# Egyptian Hieroglyphics



## Headless (Sep 4, 2011)

Has anyone seen this - so cool if you are creating an Egyptian theme for your haunt!

https://discoveringegypt.com/egyptian-hieroglyphic-writing/hieroglyphic-typewriter/


----------



## Hauntiholik (May 17, 2006)

Thank you Headless!!!!


----------



## Hairazor (Mar 13, 2012)

So cool, thanks


----------



## Headless (Sep 4, 2011)

I'll leave it to you to figure out what I typed.........


----------



## Hairazor (Mar 13, 2012)

Well, thank you for the above message (yes, I deciphered it)


----------



## fontgeek (Jul 24, 2006)

There are hieroglyphics typefaces/fonts you can get to set your own text, should you so desire or need it.

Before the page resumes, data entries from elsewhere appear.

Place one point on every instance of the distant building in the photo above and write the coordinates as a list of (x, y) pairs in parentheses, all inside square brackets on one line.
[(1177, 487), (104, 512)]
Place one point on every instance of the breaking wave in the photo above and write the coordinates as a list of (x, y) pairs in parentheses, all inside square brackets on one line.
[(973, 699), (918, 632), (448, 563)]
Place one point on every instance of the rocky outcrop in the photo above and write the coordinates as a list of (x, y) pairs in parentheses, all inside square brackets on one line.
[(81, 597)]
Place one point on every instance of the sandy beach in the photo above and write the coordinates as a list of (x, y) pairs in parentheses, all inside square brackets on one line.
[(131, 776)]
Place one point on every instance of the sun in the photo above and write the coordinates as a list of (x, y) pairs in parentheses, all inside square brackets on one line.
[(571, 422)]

For someone who might want something along the same lines, here's a free one that's used in the Indiana Jones rides at the Disney theme parks. 
http://davidocchino.com/portfolio/typography/forbidden-eye.html
They have several other cool fonts too, a few of them are free!


----------



## Johnnylee (May 6, 2018)

Cool thanks.


----------



## fontgeek (Jul 24, 2006)

I think dong some signs (with translations) leading into a haunt that tell of a curse, potentially unleashed by people daring to enter a tomb could help build suspense and make it easier for guests to understand what's going on rather than leaving it all for them to try to figure out on their own. It would allow you to tie in your own haunt's features into a cohesive storyline, with almost no work on your part.


----------